Christine Wolny

Die Gans war für die Katz



Dieses Jahr sollte es zu Weihnachten eine Gans geben. Der Herr des Hauses hatte sie sich am 1. Weihnachtsfeiertag gewünscht.
Es sollte etwas besonderes sein.
Die gefrorene Gans wurde aufgetaut, sie war groß und passte in keinen Bräter. Schade, denn das bedeutete, dass nachher der ganze Backofen geputzt werden musste.
Gefüllt wurde sie mit einem Rezept aus dem Fernsehen. Dieses bestand aus:

Apfelsinen, Zwiebel, Karotten, Brotstückchen, und Gänseleber, alles wurde kleingeschnitten, angebraten, gewürzt mit etwas Majoran, Salz, Pfeffer, Zitronensaft, dann in die Gans gefüllt und mit Liebe zugenäht. Dafür war die Frau des Hauses zuständig.

Ihr grauste bei der Vorbereitung, aber sie hielt standhaft durch.
Der Geruch stieg ihr in die empfindliche Nase, und in ihrem Zustand, im dritten Monat schwanger, konnte sie das gar nicht riechen.

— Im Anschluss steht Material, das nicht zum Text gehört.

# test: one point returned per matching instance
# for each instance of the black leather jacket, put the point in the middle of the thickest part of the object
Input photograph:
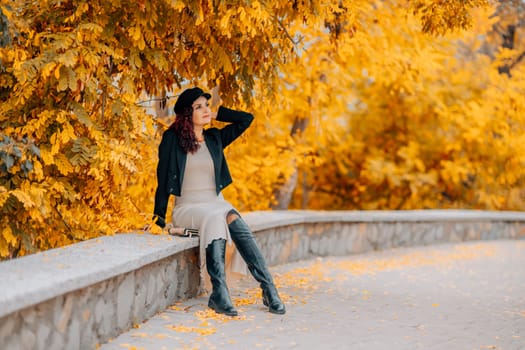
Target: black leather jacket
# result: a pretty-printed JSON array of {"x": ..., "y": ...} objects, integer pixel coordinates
[{"x": 172, "y": 159}]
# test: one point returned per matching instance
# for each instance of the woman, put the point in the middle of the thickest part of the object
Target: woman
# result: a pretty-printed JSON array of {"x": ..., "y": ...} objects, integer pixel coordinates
[{"x": 192, "y": 167}]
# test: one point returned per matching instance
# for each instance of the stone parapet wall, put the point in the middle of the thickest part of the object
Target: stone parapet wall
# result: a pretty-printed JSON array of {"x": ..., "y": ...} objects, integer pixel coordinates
[{"x": 81, "y": 295}]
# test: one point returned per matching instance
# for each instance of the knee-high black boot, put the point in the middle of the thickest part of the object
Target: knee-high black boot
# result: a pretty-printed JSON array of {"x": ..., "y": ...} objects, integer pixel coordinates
[
  {"x": 247, "y": 246},
  {"x": 220, "y": 297}
]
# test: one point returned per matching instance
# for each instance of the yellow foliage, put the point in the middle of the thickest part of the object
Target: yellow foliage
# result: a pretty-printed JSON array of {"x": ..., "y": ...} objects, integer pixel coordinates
[{"x": 352, "y": 109}]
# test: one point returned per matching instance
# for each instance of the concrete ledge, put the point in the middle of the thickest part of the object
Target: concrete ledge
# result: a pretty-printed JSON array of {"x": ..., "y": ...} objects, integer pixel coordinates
[{"x": 81, "y": 295}]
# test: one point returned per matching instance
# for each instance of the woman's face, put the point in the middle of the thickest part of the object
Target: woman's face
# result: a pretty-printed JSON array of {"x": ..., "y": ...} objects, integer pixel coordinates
[{"x": 201, "y": 111}]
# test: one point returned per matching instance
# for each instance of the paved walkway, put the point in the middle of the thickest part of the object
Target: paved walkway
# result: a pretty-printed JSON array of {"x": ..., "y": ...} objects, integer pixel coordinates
[{"x": 451, "y": 296}]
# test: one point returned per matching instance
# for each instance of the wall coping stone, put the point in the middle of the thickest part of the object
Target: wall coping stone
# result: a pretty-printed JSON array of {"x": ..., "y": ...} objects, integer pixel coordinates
[{"x": 35, "y": 278}]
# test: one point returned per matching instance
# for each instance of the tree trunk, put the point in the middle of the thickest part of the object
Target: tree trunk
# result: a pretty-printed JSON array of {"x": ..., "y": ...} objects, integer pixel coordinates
[{"x": 283, "y": 195}]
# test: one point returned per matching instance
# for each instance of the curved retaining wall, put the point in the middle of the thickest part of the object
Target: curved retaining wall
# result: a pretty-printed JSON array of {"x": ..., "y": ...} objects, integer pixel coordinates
[{"x": 82, "y": 295}]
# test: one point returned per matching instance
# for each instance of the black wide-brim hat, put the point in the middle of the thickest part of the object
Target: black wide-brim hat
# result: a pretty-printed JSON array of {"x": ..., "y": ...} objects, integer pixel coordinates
[{"x": 187, "y": 97}]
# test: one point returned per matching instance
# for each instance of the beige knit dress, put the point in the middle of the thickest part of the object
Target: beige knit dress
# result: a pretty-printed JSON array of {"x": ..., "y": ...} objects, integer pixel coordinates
[{"x": 199, "y": 207}]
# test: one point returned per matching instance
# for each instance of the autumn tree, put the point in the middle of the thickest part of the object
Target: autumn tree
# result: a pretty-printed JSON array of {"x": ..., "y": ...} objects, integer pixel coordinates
[{"x": 77, "y": 150}]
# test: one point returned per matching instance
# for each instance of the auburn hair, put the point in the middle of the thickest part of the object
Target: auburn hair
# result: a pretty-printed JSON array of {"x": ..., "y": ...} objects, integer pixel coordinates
[{"x": 183, "y": 126}]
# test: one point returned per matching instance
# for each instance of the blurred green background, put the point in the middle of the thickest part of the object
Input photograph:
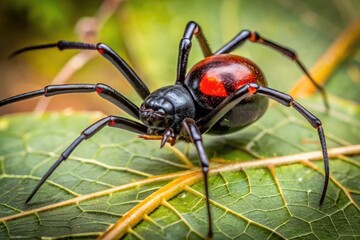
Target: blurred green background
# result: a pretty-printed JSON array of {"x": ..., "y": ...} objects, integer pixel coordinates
[{"x": 147, "y": 34}]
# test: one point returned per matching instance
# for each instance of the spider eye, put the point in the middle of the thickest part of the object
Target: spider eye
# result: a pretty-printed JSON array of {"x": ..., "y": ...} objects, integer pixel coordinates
[{"x": 156, "y": 113}]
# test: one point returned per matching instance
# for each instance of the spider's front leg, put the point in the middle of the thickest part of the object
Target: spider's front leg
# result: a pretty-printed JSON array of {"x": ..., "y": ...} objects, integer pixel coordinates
[
  {"x": 111, "y": 121},
  {"x": 105, "y": 51}
]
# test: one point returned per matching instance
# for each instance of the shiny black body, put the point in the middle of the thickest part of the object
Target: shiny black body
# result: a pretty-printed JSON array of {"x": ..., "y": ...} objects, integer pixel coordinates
[{"x": 221, "y": 94}]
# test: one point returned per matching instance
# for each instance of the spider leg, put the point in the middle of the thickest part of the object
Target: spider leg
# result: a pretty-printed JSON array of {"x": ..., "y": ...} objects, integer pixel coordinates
[
  {"x": 103, "y": 90},
  {"x": 191, "y": 29},
  {"x": 245, "y": 35},
  {"x": 217, "y": 113},
  {"x": 105, "y": 51},
  {"x": 111, "y": 121},
  {"x": 194, "y": 133}
]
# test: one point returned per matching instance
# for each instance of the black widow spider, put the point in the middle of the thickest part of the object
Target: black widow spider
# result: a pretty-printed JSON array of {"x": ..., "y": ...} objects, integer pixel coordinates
[{"x": 221, "y": 94}]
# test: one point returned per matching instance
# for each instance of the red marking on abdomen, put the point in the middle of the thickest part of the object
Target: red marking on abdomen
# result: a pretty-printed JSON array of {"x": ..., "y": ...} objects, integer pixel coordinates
[
  {"x": 212, "y": 86},
  {"x": 101, "y": 51},
  {"x": 99, "y": 90}
]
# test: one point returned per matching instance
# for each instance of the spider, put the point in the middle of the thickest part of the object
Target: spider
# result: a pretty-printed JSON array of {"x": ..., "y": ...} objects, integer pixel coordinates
[{"x": 221, "y": 94}]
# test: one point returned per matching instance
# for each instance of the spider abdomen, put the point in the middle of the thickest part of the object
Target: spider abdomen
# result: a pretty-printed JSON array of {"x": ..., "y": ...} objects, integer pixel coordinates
[{"x": 215, "y": 78}]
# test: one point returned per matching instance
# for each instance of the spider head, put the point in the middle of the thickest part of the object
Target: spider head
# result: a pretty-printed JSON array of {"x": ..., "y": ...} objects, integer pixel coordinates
[
  {"x": 157, "y": 113},
  {"x": 166, "y": 108}
]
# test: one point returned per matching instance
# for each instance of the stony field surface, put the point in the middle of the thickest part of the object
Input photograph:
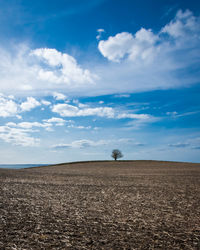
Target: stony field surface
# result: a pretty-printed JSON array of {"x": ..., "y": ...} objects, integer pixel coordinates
[{"x": 101, "y": 205}]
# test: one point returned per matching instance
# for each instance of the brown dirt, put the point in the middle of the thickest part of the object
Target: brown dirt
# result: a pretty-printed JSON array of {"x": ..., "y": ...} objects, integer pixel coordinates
[{"x": 101, "y": 205}]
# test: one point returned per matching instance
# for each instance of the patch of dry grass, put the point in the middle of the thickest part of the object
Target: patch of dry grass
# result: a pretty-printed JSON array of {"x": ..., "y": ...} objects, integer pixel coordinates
[{"x": 101, "y": 205}]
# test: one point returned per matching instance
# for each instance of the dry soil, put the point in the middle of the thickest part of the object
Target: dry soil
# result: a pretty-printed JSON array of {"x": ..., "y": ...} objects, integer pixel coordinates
[{"x": 101, "y": 205}]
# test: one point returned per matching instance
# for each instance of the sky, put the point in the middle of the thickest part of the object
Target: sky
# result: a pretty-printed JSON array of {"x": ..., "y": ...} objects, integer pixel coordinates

So, und jetzt ab in den Backofen. Natürlich wurde sie während des Bratvorganges mehrfach mit dem Gänsefett übergossen.
Es roch im ganzen Haus.
Leider war der Besuch, der beim Gansessen mithelfen sollte, verhindert. Knödel und Rotkraut, alles war vorbereitet. Doch was nun?

Die Frau hatte schon vom Bratengeruch genug. So war die ganze Gans nur für den Herrn des Hauses.
Und der riss sich gierig einen Schenkel ab, was gar nicht leicht war und stellte fest, dass es eine alte Gans war, denn sie war trotz langer Bratzeit nicht zart geworden, und so war er schnell satt.

Nächsten Tag kam die Mutter kurz zu Besuch. „Mutti, du kannst die Gans samt Knödel und Rotkraut mitnehmen? Keiner isst sie mehr.“
Mutti, eine sparsame Frau, wusste gleich eine Lösung.

„Ja, ich gehe zu meiner Schwester, dort sitzen heute sechs junge Leute, die werden sie schon schaffen.“

Zum Glück hatte Mutter ein Auto. Die einbeinige Gans wurde in den Bräter gelegt, der Deckel schief darauf gelegt, denn dieser Vogel war so sperrig.
Knödel und Rotkraut waren leichter zu transportieren.

Die Schwester freute sich über die Gans, doch zu früh........


Das Federvieh wurde noch einmal in den Backofen gesteckt und bei niedriger Temperatur und mehrfachem Begießen eine Stunde gebraten. Das Biest muss doch weich werden.

Die Zeit wurde genutzt.


Es war viel Fonduefleisch vom Vortag übrig geblieben und da bot es sich an, ein gutes Goulasch zu kochen, das eingefroren für einige Tage reichte.
Es roch so gut aus der Küche, so dass die jungen Leute ein paar Mal mit fragenden Augen erschienen: „Ist es bald so weit?“

Die Schwester holte die Gans aus dem Ofen, das Fleisch wurde mit einem elektrischen Messer von den Knochen getrennt. Manchmal waren die Finger geschickter als das Messer, und ab und zu wanderte ein kleines Stück in den Mund. Mutter half auch dabei, und es schmeckte den beiden Damen. Sie kicherten vor sich hin, denn sie merkten, dass sie so langsam satt wurden.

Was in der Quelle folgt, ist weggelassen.